カナダのシンガーソングライター、ブルース・コバーンといえば、近年では世界各地で起こる紛争や環境破壊など、社会問題を歌うプロテスト・シンガーとして知られている。
しかし、1970年代に初めて日本でブルース・コバーンが紹介された時、ピュアな詩情を歌うイノセントなシンガーソングライターとして知られた。
その大きなきっかけとなったのは、1971年にリリースされたセカンド・アルバム『雪の世界』が、一部の音楽愛好家やレコード・コレクターの間で話題になったことからだ。その見開きのレコード・ジャケットに展開するモノクロームの美しい雪景色の遠景写真が、まずは人々を魅了した。

そして20ページに及ぶブックレットには、雪の写真とともにブルース自身の手書きによる歌詞が添えられていた。
曲目ごとに、いつ、どこで書かれた歌であるかが記されていて、まるでプライベートな日記を思わせる。それらは全て1969年~70年の間に書かれているのだが、5月や6月に書かれたものもあって、実は真冬に書かれたものばかりではないことがわかる。
しかし、レコーディングは1970年11月から71年4月までのトロントとあり、冬の厳しい、それこそ雪景色の中でレコーディングされたものと想像できるのだ。

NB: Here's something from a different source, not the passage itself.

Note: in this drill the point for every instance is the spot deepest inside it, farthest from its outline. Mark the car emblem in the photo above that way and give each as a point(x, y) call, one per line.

極限まで音数を減らしたような削ぎ落とされた演奏と、素朴なブルースの歌声が、純白の雪のイメージと相まって詩情豊かに響いてくる。
強い風
白い空
野鳥が滑空する
ちぎれた煙は薄れ
パイプの中の残り火が
動く様はまるで
生命の始まりのよう
High Winds White Sky
ハイスクールを卒業すると1年ほどヨーロッパを放浪し、64年にはボストンのバークリー音楽院に入学している。そこでジャズの理論などを学ぶが卒業を待たずしてカナダに戻り、今度は地元のフォーク・ロックのバンドを転々とする。
そんなブルース・コバーンがカナダのインディーズ・レーベル、トゥルー・ノースからソロ・デビューを果したのは1970年のことだった。そして、その翌年に同レーベルからリリースされたセカンド・アルバムが、この『雪の世界』だ。
1975年に発売された日本盤のLPレコードには、中川五郎氏の手書き文字による解説と対訳が付けられていたそうだ。そして、2007年にリリースされたCDには、渚十吾氏による美しく詩的な解説が添えられた。静寂の中で研ぎ澄まされたブルース・コバーンの音世界が、聴く者の感性を刺激するのかもしれない。
パッケージも含めて全体がクリエイティヴな作品となっている、美しいアルバムなのだ。